Ron: Humanising Autonomy was founded in 2017 as a collaboration between our three founders; Maya Pindeus, Leslie Nooteboom and Raunaq Bose who met whilst studying at Imperial College, London. They shared an interest in how humans interacted with the urban landscape and how this interaction might look in a future with autonomous vehicles.
Their initial work was on a system called Blink which went on to be nominated for a prestigious START Award. This system was designed around using gestures to signal to an autonomous vehicle that a pedestrian was going to cross the street or for the vehicle to stop.
A technical demonstration of the Blink sensor in action.
They wanted to take this concept and push it even further. What if we could train the system to understand human beings so well that they would not need to make a conscious effort to signal the vehicle to stop. Instead, it could read their intent and identify their actions to improve safety for both pedestrians and road users.
After 2017, there was a great deal of interest in Humanising Autonomy’s work from across the automotive industry and we secured over £5m in seed funding. With that funding, the team grew and I joined the company to lead the commercialisation of our software
Since then, it has been an upward journey where, as a company, we have gone strength to strength and have continued to see interest within the automotive space in both AV and human-driven areas and beyond automotive entirely.
What are the fundamental principles behind Humanising Autonomy’s behavioural AI software?
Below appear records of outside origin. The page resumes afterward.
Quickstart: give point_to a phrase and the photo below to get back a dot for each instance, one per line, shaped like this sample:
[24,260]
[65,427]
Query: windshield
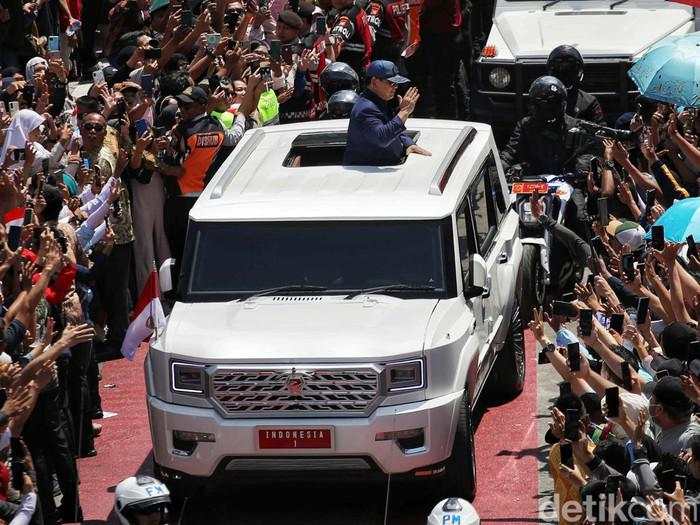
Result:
[233,260]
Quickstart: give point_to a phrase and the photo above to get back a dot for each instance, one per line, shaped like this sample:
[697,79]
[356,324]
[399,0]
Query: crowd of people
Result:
[96,187]
[621,329]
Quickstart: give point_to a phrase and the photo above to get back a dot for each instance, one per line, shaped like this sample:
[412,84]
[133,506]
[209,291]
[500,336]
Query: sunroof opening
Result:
[322,149]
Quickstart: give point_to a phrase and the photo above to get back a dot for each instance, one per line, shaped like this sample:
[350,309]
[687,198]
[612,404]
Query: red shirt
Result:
[441,16]
[59,287]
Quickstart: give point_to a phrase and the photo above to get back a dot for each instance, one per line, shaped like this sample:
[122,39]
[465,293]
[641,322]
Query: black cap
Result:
[193,95]
[673,366]
[669,392]
[291,19]
[694,367]
[676,339]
Ron: HA software is image-based. We take computer vision algorithms and techniques to detect and classify all objects including pedestrians and other road users. Where we then differentiate is in our approach to AI, which includes some well-understood techniques but also uses behavioural science. Our team includes people with great backgrounds in behavioural psychology, allowing the software to detect and derive insights from observable and inferable behaviours.
Essentially, what we are doing is going beyond physics. Other systems might look at a group of pedestrians on the street and see that they are all at a crossing and may cross, what we do is out of that group of maybes, provide a much more accurate prediction of who will cross.
This combination of observable physical actions and other more subtle or inferable actions combines to create much safer and smoother systems. In the autonomous vehicle (AV) area, there is a particular challenge with false positives, which results in vehicles getting into problematic situations where either they stop and start too frequently as they are too sensitive in the name of safety, or they end up unable to correctly respond. In benchmarking comparisons, Humanising Autonomy’s software has delivered markedly better results with fewer false positives.
What has it been like working with Imagination?
Ron: Working with Imagination has been great. When we were approached by Imagination, it was clear that we both had the same end goal in mind, but both had questions about how to get there. By teaming up, we reached that end goal and I think learned a lot mutually along the way.
Working with a larger organisation like Imagination is always a great way to pool resources and achieve joint goals. As well as being a good fit, with both sides in managing the project, the real heroes in all of this, the software and hardware engineers, have worked excellently to bounce knowledge off each other and deliver on a great project quickly and to a great standard.
Looking beyond the confines of the car, where else could the solution help people stay safe?
Ron: Urban mobility is the area where we have seen early interest and success. With the current popularity of ADAS features in vehicles and the ever-closer dream of a self-driving mass-market vehicle, we have a long list of interested parties. The beauty of our software echoes back to what I said earlier, it can improve safety wherever humans and machines interact.
Whether this is on an active building site ensuring the right PPE is being used and people are staying in safe areas, or a static camera on an industrial tool or machine, that can understand the observable and inferable behaviours in an operator that could improve safety or productivity. The beauty of the software is all you need is a camera sensor and a low-powered compute solution like a neural network accelerator to be able to deploy it anywhere man and machine interact.
The last four years have been a strong upward curve for Humanising Autonomy, based on the work we have done with Imagination and the excitement in the wider industry for our work, I see no sign of that slowing down!